Rached Ghannouchi and his Ennahda party have been urged to reconcile Muammar Gaddafi’s loyalists and Islamists, London-based The New Arab reports.
According to Qatari media, Ghannouchi has been in contact with the two Libyan sides. A source in the Tunisian Islamist party told the media that Ghannouchi “had recently met with a delegation of acceptable Gaddafi-affiliated figures to discuss him working on behalf of the group to reconcile with “moderate Islamist forces.”
Libya has been divided into factions since the fall of former Libyan ruler killed in 2011, in a NATO-backed revolution. The country has had two rival governments respectively based in the East and in capital Tripoli. UN-backed unity government in Tripoli has been struggling to impose itself.
Analysts argue that only reconciliation can reunite all sides.
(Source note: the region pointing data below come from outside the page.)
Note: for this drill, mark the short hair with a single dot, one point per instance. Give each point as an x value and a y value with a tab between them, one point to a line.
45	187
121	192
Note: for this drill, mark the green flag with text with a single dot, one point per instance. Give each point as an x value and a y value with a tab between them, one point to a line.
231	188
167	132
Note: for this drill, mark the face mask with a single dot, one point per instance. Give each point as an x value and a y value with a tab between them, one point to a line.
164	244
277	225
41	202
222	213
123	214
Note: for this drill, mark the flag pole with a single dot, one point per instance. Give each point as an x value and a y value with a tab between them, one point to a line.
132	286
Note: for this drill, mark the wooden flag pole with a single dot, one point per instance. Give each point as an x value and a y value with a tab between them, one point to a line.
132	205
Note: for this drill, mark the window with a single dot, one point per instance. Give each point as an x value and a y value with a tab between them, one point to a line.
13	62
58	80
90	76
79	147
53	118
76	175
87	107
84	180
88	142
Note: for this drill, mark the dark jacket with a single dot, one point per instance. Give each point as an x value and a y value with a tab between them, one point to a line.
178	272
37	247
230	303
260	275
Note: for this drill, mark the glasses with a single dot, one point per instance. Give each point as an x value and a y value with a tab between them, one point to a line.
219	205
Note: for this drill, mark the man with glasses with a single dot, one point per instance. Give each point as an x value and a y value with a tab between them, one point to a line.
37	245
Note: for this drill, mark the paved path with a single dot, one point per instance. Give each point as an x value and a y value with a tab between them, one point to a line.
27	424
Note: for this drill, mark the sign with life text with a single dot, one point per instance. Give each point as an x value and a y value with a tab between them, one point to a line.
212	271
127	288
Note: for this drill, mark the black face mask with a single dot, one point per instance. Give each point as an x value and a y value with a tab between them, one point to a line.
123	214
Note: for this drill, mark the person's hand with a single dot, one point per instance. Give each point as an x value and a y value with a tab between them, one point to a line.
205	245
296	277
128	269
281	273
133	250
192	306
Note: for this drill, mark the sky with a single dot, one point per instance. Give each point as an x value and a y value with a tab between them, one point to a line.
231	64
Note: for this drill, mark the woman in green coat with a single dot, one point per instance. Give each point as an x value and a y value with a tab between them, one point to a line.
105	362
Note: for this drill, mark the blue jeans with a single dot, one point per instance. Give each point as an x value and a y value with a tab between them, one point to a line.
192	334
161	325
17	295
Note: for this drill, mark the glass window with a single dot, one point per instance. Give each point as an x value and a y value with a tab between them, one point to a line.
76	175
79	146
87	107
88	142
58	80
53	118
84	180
They also point out that though no longer in power, Gaddafists still wield important force as they know all the apparatus of the Libyan state.
“We have spoken to some of them, like Ahmed Gaddaf al-Dam, Abdel Rahman Shalgam and Ahmed Jibril… We have always urged our Libyan brethren to avoid any exclusionary tendencies because the Libyan ship has room for everyone,” Ghannouchi told The Arab News in an interview last March.
“We are pushing for forgiveness and reconciliation, away from collective punishment and vengeance. It is un-Islamic and unfair to punish everyone who worked with the Gaddafi regime,”
Ennahdha, at its congress in May, distanced itself from its Islamist agenda to embrace a political line.